I have long considered the process of creating a game is akin to creating a piece of art, delivered to a 21st-century audience. There are many ways that games can bring information to a completely new audience, who otherwise would never learn firsthand the experiences of artists from yesteryear. Thankfully, we have the Viennese developed game The Lion’s Song.
The game is mostly storytelling, with small hints of point and click adventure gameplay to move the plot along. The Lion’s Song is episodically driven, with four separate episodes all following different protagonists struggling to achieve inspiration to fulfill their artistic desires. Each protagonist is fictional, but the worlds they interact with are based on actual events and real figures of the time.
The first episode follows a violinist named Wilma, in love with her tutor who pushes her into stressful situations, eventually volunteering her services to be the centrepiece of a concert filled with other musical luminaries. Feeling stressed and under immense pressure, after everyone is convinced of her musical genius, her tutor lends her the use of his solitary cabin in the mountains for the week prior to the concert. As the story progresses, Wilma finds inspiration in her surroundings which determine the outcome of the concert.
Episode two follows Franz, a painter who has made a strong debut within the art community. His ability to peel back people’s outer layers makes his art stand out from others. Dubbed brilliant by his mentor, Franz never finds the self-satisfaction, always looking for what’s missing in every painting. He spends the episode attempting to make a deeper connection with his subjects.
Episode three is about Emma, a mathematician struggling to make her voice heard in a male-dominated community. Being denied entry to the gentlemen’s club where famous mathematicians reside, she dresses up as a man to infiltrate their ranks to prove her worth in the world.
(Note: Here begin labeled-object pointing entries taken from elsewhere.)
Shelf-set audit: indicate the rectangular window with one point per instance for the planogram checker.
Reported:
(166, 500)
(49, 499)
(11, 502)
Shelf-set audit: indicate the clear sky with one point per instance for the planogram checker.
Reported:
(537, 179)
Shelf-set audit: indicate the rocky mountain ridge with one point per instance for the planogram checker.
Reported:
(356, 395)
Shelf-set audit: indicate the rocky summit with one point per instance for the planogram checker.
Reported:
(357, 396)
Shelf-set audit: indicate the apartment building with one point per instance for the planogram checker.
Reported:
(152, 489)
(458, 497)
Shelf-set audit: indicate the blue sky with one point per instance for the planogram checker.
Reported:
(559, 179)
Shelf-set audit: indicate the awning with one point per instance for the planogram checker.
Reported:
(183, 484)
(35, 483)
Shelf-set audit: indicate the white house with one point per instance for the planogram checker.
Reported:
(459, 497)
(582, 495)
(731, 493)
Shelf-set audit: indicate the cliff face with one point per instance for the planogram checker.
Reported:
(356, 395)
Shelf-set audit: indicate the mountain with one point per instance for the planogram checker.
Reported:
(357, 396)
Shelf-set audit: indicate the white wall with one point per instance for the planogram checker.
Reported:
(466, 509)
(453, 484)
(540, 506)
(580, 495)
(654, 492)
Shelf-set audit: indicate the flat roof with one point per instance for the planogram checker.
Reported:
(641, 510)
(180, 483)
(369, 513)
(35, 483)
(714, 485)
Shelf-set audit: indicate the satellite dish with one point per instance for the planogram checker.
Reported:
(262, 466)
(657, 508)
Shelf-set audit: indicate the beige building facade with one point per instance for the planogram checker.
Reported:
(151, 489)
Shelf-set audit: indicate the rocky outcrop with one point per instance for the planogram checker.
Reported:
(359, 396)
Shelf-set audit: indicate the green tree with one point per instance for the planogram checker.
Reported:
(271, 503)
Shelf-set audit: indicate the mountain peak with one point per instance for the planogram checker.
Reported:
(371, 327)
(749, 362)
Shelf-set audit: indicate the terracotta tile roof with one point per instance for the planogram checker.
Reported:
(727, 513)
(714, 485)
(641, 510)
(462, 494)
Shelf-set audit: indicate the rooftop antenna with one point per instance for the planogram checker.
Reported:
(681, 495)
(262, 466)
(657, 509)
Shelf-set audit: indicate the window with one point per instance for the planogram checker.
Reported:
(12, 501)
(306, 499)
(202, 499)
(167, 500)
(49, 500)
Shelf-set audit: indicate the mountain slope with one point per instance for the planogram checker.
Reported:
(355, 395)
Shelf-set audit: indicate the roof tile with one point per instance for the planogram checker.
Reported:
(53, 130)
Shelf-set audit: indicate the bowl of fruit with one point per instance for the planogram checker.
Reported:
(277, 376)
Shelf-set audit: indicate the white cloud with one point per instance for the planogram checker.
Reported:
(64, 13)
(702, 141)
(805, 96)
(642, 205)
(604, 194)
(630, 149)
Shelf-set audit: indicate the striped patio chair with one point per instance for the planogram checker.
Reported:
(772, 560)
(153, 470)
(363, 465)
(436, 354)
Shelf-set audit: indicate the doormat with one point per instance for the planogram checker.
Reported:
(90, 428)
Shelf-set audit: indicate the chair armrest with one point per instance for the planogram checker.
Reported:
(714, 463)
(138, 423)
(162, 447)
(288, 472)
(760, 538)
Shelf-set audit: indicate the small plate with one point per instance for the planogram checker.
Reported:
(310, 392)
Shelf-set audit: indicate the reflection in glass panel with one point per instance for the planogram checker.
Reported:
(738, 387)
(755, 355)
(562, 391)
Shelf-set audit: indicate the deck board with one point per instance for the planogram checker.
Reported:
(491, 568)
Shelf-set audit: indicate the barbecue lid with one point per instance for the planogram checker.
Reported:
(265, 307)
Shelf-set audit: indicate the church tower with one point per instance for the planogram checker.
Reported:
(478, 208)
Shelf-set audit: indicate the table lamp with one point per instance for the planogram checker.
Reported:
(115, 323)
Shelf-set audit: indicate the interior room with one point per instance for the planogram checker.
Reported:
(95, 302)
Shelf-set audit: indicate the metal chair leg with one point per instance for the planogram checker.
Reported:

Episode four is a revisit of the previous three episodes, told through a group of gentlemen travelling on a train. This episode provides closure on the lives of the three protagonists and visits the connections and impacts they have made on each other.
While each episode tells a stand-alone story, they all interconnect throughout. For instance, a sketch that Wilma finds in the cabin that provides her with some inspiration for her musical piece was sold to her tutor by Franz. More and more connections are made as you play, and these connections are unlocked in a gallery as you find them, which provides replay value and an incentive to find every connection you can. While each episode takes roughly forty minutes, it doesn’t take long to go back into an episode and try out different options to see what happens.
The art aesthetic is unique in that while it uses very whimsical pixel-art (surprisingly common in this decade), it is seen only in sepia tones. As the game is set in late 19th Century Austria, the colours add to the vintage feel of the period. Small visual cues separate each character’s personality as well, musical notes appear around Wilma as she finds inspiration, outlines of people are seen when Franz finds a new layer, math equations, and graphs float across Emma. For a pixel-art game featuring only 4 colours, there is a very surprising attention to detail to be found here.
The writing for each episode is top-notch. Conversations are represented in text form but flow naturally with no one saying anything awkward. There are conversation trees, but conversations carry on after you make a choice, there is no way to pick all three dialogue options to hear everything like an older point and click games without replaying the conversation again. The end of every episode plays out like the end of a Telltale Adventure, in giving you statistics on what paths other players have chosen. I was surprised to find I was in a very small minority when it came to decisions for Wilma, and in the clear majority when making decisions for Franz. If you are unhappy with an outcome, the end of episode screen allows you to go back to those key moments and make a different decision to see how that pans out.
The only thing I can really criticise is the amount of time it takes for the on-screen pointer to move from one side of the screen to the other. In particular with Wilma, who has multiple scenes that require everything to be clicked on, it feels like an eternity to get from the bag on her desk to a book on a bookshelf. There’s no ability to use the touchscreen either which makes handheld mode a little bit more pointless.
The Lion’s Song is a unique take on the narrative genre. While it displays point and click elements, they only drive what is three excellently told stories and a fourth that ties everything together in a nice, neat bow. The gorgeous art style and the tremendous writing draws you into late 19th Century Austria and proves that games that tell stories about art can be excellent pieces of art themselves.